9. When once the Division Bench held in Hayat Beig's case that the result of the election had not been shown to have been materially affected by any non-compliance with any law, there was no need for the Division Bench to go into the question whether the Munsiff, functioning as the Election Tribunal, could set aside an election in the absence of any specific statutory provision laying down the grounds on which an election could be set aside. So, in our opinion, what the Division Bench in Hayat Beig's case has said on this point, is obiter dictum and hence is not binding on us.
10. We are in respectful agreement with the view taken by Venkataramiah, J. in Channe Gowda's case 1975 (2) Kant LJ 235 that even in the absence of any express statutory provision laying down the ground on which I En election can be set aside, an Election Tribunal can set aside an election on any of well accepted grounds and one of such grounds is that the disobedience of, or non-compliance with, any statutory provision governing such election, has materially affect-ed the result of such election.

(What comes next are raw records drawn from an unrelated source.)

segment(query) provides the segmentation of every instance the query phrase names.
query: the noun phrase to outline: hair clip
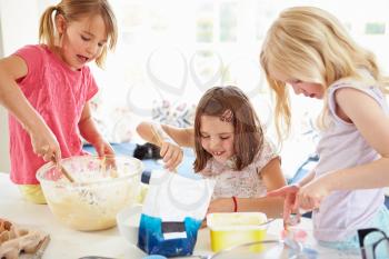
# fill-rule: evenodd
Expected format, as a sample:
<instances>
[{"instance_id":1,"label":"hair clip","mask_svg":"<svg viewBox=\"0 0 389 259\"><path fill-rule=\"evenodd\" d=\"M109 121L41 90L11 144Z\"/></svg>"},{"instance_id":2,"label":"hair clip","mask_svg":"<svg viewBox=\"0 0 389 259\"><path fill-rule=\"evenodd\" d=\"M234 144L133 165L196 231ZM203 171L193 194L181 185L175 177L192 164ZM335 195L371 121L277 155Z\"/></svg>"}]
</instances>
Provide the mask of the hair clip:
<instances>
[{"instance_id":1,"label":"hair clip","mask_svg":"<svg viewBox=\"0 0 389 259\"><path fill-rule=\"evenodd\" d=\"M233 119L233 112L230 109L227 109L221 116L220 120L226 122L231 122Z\"/></svg>"}]
</instances>

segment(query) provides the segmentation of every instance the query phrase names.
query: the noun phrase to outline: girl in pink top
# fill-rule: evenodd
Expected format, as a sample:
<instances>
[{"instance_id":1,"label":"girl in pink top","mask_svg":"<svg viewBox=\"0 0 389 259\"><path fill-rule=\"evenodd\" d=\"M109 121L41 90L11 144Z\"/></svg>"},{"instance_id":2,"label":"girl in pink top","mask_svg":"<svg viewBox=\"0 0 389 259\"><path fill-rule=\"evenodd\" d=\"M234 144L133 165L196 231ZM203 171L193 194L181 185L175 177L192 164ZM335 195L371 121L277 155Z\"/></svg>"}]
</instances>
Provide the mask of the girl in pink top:
<instances>
[{"instance_id":1,"label":"girl in pink top","mask_svg":"<svg viewBox=\"0 0 389 259\"><path fill-rule=\"evenodd\" d=\"M237 87L215 87L200 99L194 127L178 129L162 124L162 142L156 141L149 122L138 126L139 135L161 146L169 169L182 159L180 147L196 151L194 171L216 179L208 212L263 211L279 217L283 199L266 192L286 185L280 159L265 138L249 98ZM169 141L171 138L172 141Z\"/></svg>"},{"instance_id":2,"label":"girl in pink top","mask_svg":"<svg viewBox=\"0 0 389 259\"><path fill-rule=\"evenodd\" d=\"M43 12L39 39L0 60L0 101L11 112L11 180L30 188L21 188L28 199L32 191L38 198L30 200L44 202L37 169L83 155L80 136L99 156L113 153L91 116L98 88L86 64L103 64L117 41L116 18L106 0L63 0Z\"/></svg>"},{"instance_id":3,"label":"girl in pink top","mask_svg":"<svg viewBox=\"0 0 389 259\"><path fill-rule=\"evenodd\" d=\"M382 191L389 186L388 80L373 54L330 13L296 7L270 27L260 61L276 96L280 135L291 121L288 87L323 100L317 167L298 185L269 193L287 198L285 219L293 209L313 210L315 237L338 249L358 248L358 229L389 233Z\"/></svg>"}]
</instances>

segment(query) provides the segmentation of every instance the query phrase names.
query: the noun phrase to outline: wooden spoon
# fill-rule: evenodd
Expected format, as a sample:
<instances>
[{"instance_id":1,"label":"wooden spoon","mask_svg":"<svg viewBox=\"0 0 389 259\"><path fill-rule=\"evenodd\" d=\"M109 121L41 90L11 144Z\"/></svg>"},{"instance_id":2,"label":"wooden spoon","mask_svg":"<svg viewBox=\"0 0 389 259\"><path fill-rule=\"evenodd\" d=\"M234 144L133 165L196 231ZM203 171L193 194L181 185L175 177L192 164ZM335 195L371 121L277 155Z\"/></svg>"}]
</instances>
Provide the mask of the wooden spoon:
<instances>
[{"instance_id":1,"label":"wooden spoon","mask_svg":"<svg viewBox=\"0 0 389 259\"><path fill-rule=\"evenodd\" d=\"M52 161L59 166L59 169L61 170L62 175L70 181L70 182L74 182L74 179L71 177L71 175L69 173L69 171L62 166L62 163L57 162L57 159L54 156L52 156Z\"/></svg>"}]
</instances>

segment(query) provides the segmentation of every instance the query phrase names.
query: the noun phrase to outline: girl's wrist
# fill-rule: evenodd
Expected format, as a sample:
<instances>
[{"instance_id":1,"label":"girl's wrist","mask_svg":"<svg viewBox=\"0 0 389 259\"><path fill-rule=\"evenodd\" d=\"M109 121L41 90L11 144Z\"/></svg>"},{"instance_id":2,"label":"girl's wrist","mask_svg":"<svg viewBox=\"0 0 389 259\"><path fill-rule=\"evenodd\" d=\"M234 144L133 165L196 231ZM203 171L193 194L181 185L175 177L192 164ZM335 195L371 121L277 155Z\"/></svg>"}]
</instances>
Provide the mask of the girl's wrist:
<instances>
[{"instance_id":1,"label":"girl's wrist","mask_svg":"<svg viewBox=\"0 0 389 259\"><path fill-rule=\"evenodd\" d=\"M232 196L232 212L238 212L238 199L237 197Z\"/></svg>"}]
</instances>

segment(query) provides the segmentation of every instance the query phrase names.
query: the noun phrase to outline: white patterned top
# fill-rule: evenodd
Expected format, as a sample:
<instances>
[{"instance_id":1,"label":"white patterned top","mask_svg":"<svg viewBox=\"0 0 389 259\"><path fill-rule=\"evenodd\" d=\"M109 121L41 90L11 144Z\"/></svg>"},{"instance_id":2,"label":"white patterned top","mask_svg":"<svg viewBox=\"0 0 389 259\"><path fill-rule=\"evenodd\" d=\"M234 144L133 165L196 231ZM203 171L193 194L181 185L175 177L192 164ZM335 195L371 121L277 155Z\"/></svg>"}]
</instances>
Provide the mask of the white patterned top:
<instances>
[{"instance_id":1,"label":"white patterned top","mask_svg":"<svg viewBox=\"0 0 389 259\"><path fill-rule=\"evenodd\" d=\"M263 148L259 150L253 162L240 171L228 165L221 165L213 158L209 159L200 173L206 178L216 180L212 199L217 198L257 198L266 196L267 188L260 171L270 160L277 158L273 146L263 140Z\"/></svg>"}]
</instances>

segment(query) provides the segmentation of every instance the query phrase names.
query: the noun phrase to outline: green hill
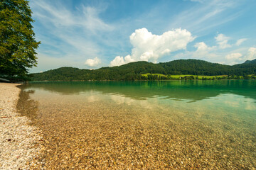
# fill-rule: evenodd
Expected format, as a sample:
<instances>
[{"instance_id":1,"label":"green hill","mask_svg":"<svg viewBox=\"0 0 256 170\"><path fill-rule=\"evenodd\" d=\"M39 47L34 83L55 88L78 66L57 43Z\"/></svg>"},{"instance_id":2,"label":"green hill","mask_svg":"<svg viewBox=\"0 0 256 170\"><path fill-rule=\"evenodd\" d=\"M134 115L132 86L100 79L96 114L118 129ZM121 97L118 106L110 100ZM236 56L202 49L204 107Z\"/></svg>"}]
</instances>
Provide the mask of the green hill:
<instances>
[{"instance_id":1,"label":"green hill","mask_svg":"<svg viewBox=\"0 0 256 170\"><path fill-rule=\"evenodd\" d=\"M256 60L233 66L198 60L178 60L159 64L136 62L119 67L102 67L94 70L61 67L31 75L32 81L83 81L169 79L171 79L171 75L200 75L200 77L236 75L248 78L247 75L255 73Z\"/></svg>"}]
</instances>

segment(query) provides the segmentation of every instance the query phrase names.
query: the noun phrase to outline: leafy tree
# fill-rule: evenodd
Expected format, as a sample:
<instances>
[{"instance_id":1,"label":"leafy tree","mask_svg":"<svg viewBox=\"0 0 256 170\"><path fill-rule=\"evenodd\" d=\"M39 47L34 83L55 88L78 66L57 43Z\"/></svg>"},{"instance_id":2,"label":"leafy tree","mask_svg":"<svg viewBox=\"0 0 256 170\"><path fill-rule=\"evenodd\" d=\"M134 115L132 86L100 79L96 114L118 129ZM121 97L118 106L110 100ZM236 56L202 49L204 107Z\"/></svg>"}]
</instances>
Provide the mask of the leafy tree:
<instances>
[{"instance_id":1,"label":"leafy tree","mask_svg":"<svg viewBox=\"0 0 256 170\"><path fill-rule=\"evenodd\" d=\"M36 66L32 11L26 0L0 1L0 74L26 76Z\"/></svg>"}]
</instances>

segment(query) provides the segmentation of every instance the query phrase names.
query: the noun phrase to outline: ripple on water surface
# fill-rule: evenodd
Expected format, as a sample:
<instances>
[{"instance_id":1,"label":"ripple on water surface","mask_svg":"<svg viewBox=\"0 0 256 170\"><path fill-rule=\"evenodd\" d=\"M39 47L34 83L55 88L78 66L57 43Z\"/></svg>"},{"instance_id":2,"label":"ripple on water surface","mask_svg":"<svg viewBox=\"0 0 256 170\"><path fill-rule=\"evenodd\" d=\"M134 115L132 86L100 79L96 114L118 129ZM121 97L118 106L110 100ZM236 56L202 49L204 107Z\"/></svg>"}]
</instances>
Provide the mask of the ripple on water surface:
<instances>
[{"instance_id":1,"label":"ripple on water surface","mask_svg":"<svg viewBox=\"0 0 256 170\"><path fill-rule=\"evenodd\" d=\"M34 168L254 169L255 88L240 81L32 84L17 108L43 135Z\"/></svg>"}]
</instances>

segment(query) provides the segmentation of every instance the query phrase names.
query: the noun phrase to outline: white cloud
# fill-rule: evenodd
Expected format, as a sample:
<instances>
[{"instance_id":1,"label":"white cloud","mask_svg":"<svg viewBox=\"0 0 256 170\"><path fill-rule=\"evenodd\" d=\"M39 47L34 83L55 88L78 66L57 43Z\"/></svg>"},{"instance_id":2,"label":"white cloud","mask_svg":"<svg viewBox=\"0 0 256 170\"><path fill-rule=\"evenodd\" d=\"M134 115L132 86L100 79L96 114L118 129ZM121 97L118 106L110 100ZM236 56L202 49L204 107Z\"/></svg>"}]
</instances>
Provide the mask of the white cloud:
<instances>
[{"instance_id":1,"label":"white cloud","mask_svg":"<svg viewBox=\"0 0 256 170\"><path fill-rule=\"evenodd\" d=\"M228 43L230 38L226 37L224 34L218 34L217 37L215 37L217 43L219 45L220 49L225 49L227 47L231 47L231 45Z\"/></svg>"},{"instance_id":2,"label":"white cloud","mask_svg":"<svg viewBox=\"0 0 256 170\"><path fill-rule=\"evenodd\" d=\"M100 60L98 57L95 57L94 59L87 59L85 63L85 65L90 67L95 67L100 64Z\"/></svg>"},{"instance_id":3,"label":"white cloud","mask_svg":"<svg viewBox=\"0 0 256 170\"><path fill-rule=\"evenodd\" d=\"M250 47L248 50L248 54L245 57L245 60L252 60L256 58L256 47Z\"/></svg>"},{"instance_id":4,"label":"white cloud","mask_svg":"<svg viewBox=\"0 0 256 170\"><path fill-rule=\"evenodd\" d=\"M117 56L110 66L121 65L135 61L156 62L160 57L179 50L186 50L188 42L195 38L191 33L181 28L169 30L161 35L152 34L145 28L137 29L130 37L133 46L132 55L124 58Z\"/></svg>"},{"instance_id":5,"label":"white cloud","mask_svg":"<svg viewBox=\"0 0 256 170\"><path fill-rule=\"evenodd\" d=\"M238 60L238 59L240 59L242 56L242 54L237 52L237 53L228 54L225 57L225 58L227 60Z\"/></svg>"},{"instance_id":6,"label":"white cloud","mask_svg":"<svg viewBox=\"0 0 256 170\"><path fill-rule=\"evenodd\" d=\"M247 38L241 38L237 40L235 45L240 45L244 41L247 40Z\"/></svg>"}]
</instances>

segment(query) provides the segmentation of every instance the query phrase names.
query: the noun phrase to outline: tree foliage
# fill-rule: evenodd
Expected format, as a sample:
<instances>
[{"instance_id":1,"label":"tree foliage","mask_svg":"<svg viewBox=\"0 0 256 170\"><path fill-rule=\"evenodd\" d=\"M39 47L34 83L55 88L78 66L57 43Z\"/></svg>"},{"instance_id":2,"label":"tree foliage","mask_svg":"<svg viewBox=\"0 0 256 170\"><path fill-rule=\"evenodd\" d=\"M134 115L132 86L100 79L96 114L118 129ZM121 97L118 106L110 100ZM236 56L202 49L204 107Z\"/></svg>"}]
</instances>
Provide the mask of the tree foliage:
<instances>
[{"instance_id":1,"label":"tree foliage","mask_svg":"<svg viewBox=\"0 0 256 170\"><path fill-rule=\"evenodd\" d=\"M213 77L211 79L242 79L247 78L247 74L256 73L256 62L253 62L253 61L233 66L197 60L178 60L159 64L137 62L119 67L102 67L95 70L61 67L43 73L32 74L31 75L33 76L32 78L33 81L164 80L174 79L171 75L179 74L227 75L221 78ZM147 76L142 75L146 73L149 73L149 74ZM154 74L160 74L156 75ZM198 76L189 76L181 79L198 79ZM204 77L203 79L207 79Z\"/></svg>"},{"instance_id":2,"label":"tree foliage","mask_svg":"<svg viewBox=\"0 0 256 170\"><path fill-rule=\"evenodd\" d=\"M26 0L0 1L0 74L24 76L36 66L32 11Z\"/></svg>"}]
</instances>

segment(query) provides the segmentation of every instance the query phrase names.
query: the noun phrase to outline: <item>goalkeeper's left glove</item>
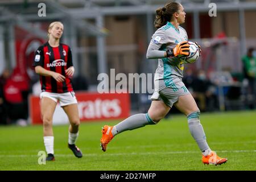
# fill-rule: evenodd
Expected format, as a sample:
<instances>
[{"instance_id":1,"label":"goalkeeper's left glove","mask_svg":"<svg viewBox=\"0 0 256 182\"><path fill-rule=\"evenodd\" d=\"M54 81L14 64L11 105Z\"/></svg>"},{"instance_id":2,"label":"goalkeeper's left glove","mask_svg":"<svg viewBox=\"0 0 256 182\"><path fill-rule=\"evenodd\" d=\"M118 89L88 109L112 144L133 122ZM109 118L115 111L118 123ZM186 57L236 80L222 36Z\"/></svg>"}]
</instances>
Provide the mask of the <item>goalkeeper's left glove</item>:
<instances>
[{"instance_id":1,"label":"goalkeeper's left glove","mask_svg":"<svg viewBox=\"0 0 256 182\"><path fill-rule=\"evenodd\" d=\"M201 56L201 52L202 52L202 50L201 49L201 46L199 46L197 43L196 42L195 43L197 46L198 48L199 48L199 56Z\"/></svg>"}]
</instances>

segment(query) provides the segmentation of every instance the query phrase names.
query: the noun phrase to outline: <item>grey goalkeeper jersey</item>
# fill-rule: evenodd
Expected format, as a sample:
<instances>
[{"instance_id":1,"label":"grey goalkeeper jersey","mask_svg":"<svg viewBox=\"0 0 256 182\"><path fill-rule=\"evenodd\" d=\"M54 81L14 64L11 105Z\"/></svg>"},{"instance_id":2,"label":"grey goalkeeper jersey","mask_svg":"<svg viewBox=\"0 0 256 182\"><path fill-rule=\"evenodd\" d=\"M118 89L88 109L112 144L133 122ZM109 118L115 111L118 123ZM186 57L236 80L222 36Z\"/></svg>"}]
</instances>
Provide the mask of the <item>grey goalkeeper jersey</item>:
<instances>
[{"instance_id":1,"label":"grey goalkeeper jersey","mask_svg":"<svg viewBox=\"0 0 256 182\"><path fill-rule=\"evenodd\" d=\"M188 40L185 29L179 26L179 30L177 30L169 22L152 35L147 49L147 58L159 58L155 81L163 80L166 86L168 86L174 77L183 77L183 62L177 57L164 57L164 55L166 50L173 49L178 43L184 40Z\"/></svg>"}]
</instances>

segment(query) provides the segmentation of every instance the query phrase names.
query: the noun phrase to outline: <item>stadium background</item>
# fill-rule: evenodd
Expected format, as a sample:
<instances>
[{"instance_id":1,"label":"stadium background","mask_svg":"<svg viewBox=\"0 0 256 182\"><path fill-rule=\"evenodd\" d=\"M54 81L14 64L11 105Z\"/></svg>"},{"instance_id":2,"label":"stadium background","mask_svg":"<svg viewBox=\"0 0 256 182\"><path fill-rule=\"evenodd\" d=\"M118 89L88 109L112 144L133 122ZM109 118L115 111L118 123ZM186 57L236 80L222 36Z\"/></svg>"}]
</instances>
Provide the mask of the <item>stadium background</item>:
<instances>
[{"instance_id":1,"label":"stadium background","mask_svg":"<svg viewBox=\"0 0 256 182\"><path fill-rule=\"evenodd\" d=\"M35 51L40 44L47 40L47 29L50 22L60 20L64 23L64 31L61 41L69 45L72 49L73 61L76 69L73 84L78 94L81 94L84 97L84 109L82 109L86 110L86 108L90 107L88 102L86 102L89 99L88 94L91 93L97 94L99 82L97 76L100 73L106 73L110 75L110 69L114 69L115 75L119 73L128 75L129 73L134 73L141 74L155 72L158 61L147 60L146 53L151 36L155 31L153 25L155 10L163 7L167 2L162 0L1 1L0 75L2 75L2 84L1 101L3 101L5 105L1 107L1 122L2 124L7 124L7 126L0 126L0 135L5 134L8 135L13 133L13 131L16 131L18 135L20 132L22 133L22 130L28 130L30 131L28 133L34 133L35 131L40 131L42 129L40 125L30 126L32 123L31 115L33 111L31 109L39 107L36 104L31 106L32 102L30 102L33 93L38 94L38 86L36 86L38 85L36 84L38 84L39 77L34 72L32 63ZM240 114L246 117L248 122L245 121L243 123L239 123L234 125L234 130L232 132L236 132L234 131L236 131L236 126L242 128L244 126L245 133L247 134L242 138L250 147L249 148L241 148L241 150L249 151L246 154L253 154L255 156L255 119L254 105L255 103L255 99L253 100L255 96L253 96L251 98L252 96L247 94L248 85L244 79L241 58L246 53L248 48L256 48L256 23L254 22L256 19L256 1L184 0L179 2L182 3L187 14L185 23L181 26L187 30L189 40L197 42L203 50L202 56L196 63L185 66L185 77L189 75L188 73L192 72L195 79L198 80L200 78L199 76L201 75L200 73L203 73L206 76L207 81L210 82L210 86L207 85L207 88L203 91L199 90L196 93L194 90L195 96L197 97L199 106L202 107L200 108L202 113L207 112L206 114L203 113L202 117L204 117L204 114L205 114L207 119L213 118L219 120L214 117L216 113L220 113L223 117L222 114L229 111L222 120L220 119L220 121L216 121L216 124L226 127L225 131L229 131L229 123L232 125L233 123L239 123ZM44 7L44 5L39 5L40 3L46 5L46 16L39 15L40 13L43 13L40 11L41 8ZM209 7L210 3L215 3L217 5L216 16L209 16L209 11L212 7ZM205 79L204 80L205 81ZM152 84L152 81L149 83ZM137 84L137 85L133 85L133 85L127 84L126 86L127 88L133 86L146 86L142 82ZM110 85L110 89L114 89L114 88ZM191 89L193 89L192 88ZM210 96L206 97L209 93ZM108 97L109 96L103 95L98 96L103 97L101 98L102 103L104 100L105 101L106 100L111 101L117 96L112 94L112 96L109 97L114 98L109 98ZM123 104L121 106L121 110L123 111L121 113L121 115L112 115L111 112L113 113L112 110L114 109L110 108L109 109L112 110L109 111L110 114L107 113L103 117L103 114L100 114L101 116L95 114L96 117L93 117L91 114L92 110L82 110L82 112L86 113L84 114L85 116L82 118L83 121L92 121L92 119L99 120L99 122L84 123L82 125L82 129L86 130L87 127L92 127L93 129L92 131L94 131L94 129L96 130L96 126L98 126L98 129L100 130L101 125L107 122L116 123L121 118L125 118L133 113L145 112L148 108L150 101L147 99L148 93L125 95L125 100L123 98L120 98L120 102ZM90 103L93 104L97 98ZM204 106L203 102L205 104ZM94 104L92 107L96 107L96 105ZM125 109L123 109L124 107ZM30 108L32 109L30 110ZM96 108L96 110L97 109ZM61 109L57 110L60 113L56 115L63 116L59 114L62 111ZM97 113L95 111L93 112ZM180 113L175 108L172 109L171 113L177 114L174 118L179 118L180 117ZM37 113L35 117L40 118L39 115ZM168 117L170 115L167 117L167 123L168 121L173 119L173 116ZM65 118L57 118L55 120L59 120L60 123L67 120ZM205 125L209 125L216 129L212 126L214 119L212 120L213 123L207 123ZM64 123L67 122L66 121ZM16 128L15 126L16 125L27 126L27 127L26 129L19 127ZM92 126L90 125L92 125ZM62 131L64 126L65 125L56 126L56 130ZM245 129L246 126L247 127ZM185 126L184 127L185 128ZM143 129L146 131L144 132L147 132L147 129ZM143 129L139 130L142 136ZM250 130L253 130L253 132ZM155 132L163 133L164 131L156 129ZM224 134L225 131L222 131ZM67 135L65 132L63 131L63 135ZM100 133L98 132L99 134L97 135L98 138L100 137ZM228 133L227 134L229 134L231 137L232 132ZM134 133L138 135L137 131L134 131ZM221 135L222 133L220 132L220 134ZM42 143L40 139L42 136L42 133L39 132L38 135L38 139ZM81 135L80 140L82 139L82 134ZM11 136L10 135L10 137L11 138ZM246 146L238 139L238 136L237 139L239 142L237 142ZM24 140L27 140L27 137L24 136ZM84 138L85 140L86 137ZM214 137L218 138L215 135ZM13 143L11 142L13 147L20 142L20 140L15 140L13 138L10 139L10 141L13 142ZM134 137L131 139L132 140L136 139L139 140L139 136L138 138ZM214 140L213 139L212 140ZM228 139L227 140L229 142ZM1 140L1 146L6 141ZM82 143L82 141L80 142ZM133 142L131 143L132 146ZM122 144L119 144L122 146ZM29 144L28 145L30 146ZM235 145L236 142L234 144ZM10 147L11 148L11 146ZM32 148L29 152L31 152L31 155L35 153L37 154L36 151L44 150L42 145L37 148ZM225 149L224 147L220 150L224 151ZM196 149L195 150L196 151ZM230 151L240 150L233 148ZM90 151L94 152L93 150ZM0 152L0 157L2 158L6 151L1 147ZM18 154L23 154L20 152ZM26 153L26 150L24 152ZM122 153L122 150L120 152ZM238 152L237 154L240 153ZM68 158L71 156L68 155ZM10 159L11 161L14 158L10 157ZM6 167L7 166L5 165L2 166L1 169L15 169ZM251 163L250 166L247 169L255 170L255 162ZM136 168L133 167L130 169L136 169ZM147 169L146 168L142 168ZM245 168L246 169L246 167ZM30 168L27 166L27 168L22 169ZM56 167L55 169L67 168ZM157 168L152 169L158 169ZM174 169L168 167L160 169ZM196 167L184 167L182 169L201 169ZM234 169L243 169L242 168Z\"/></svg>"}]
</instances>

11. In the present case, since there was equality of votes between the petitioner and respondent No. 1, the vote cast by respondent No. 11 is very likely to have materially affected the result of the election though on account of secrecy of ballot it could not be ascertained whether respondent No. 11 voted for petitioner or respondent No. 1. Hence, the learned District Judge was right in holding that voting by respondent No. 11 who was not entitled to vote, had materially affected the result of the election and rendered the election invalid.
12. Moreover, it is well settled that the jurisdiction of this Court under Article 226 of the Constitution, is discretionary and has to be exercised only in aid of justice, Even assuming for the sake of argument that the learned District Judge functioning as Election Tribunal could not set aside that election in the absence of express statutory provision laying down the grounds on which such election could be set aside, this court need not interfere with the decision of the District Judge setting aside the election when result of election, as declared by the Returning Officer, was obviously illegal. In such circumstances, interfering with the order of the District Judge would only result in allowing an illegal election to stand and it would not be proper exercise of discretion of this Court to interfere with the judgment of the learned District Judge.
13. In the result, the petition fails and the rule issued in this petition is discharged.
In the circumstances of the case parties will bear their own costs.
Order on the oral application for grant of certificate of fitness to appeal to the Supreme Court.
After we dictated the above order in open Court, the learned counsel for the petitioner made an oral application praying for grant of a certificate of fitness to appeal to the Supreme Court. In our opinion, no substantial question of law of general importance which needs to be decided in Supreme Court, can be said to arise out of our order.
Hence, we decline to grant the certificate prayed for.
14. Rule discharged andcertificate of fitness refused.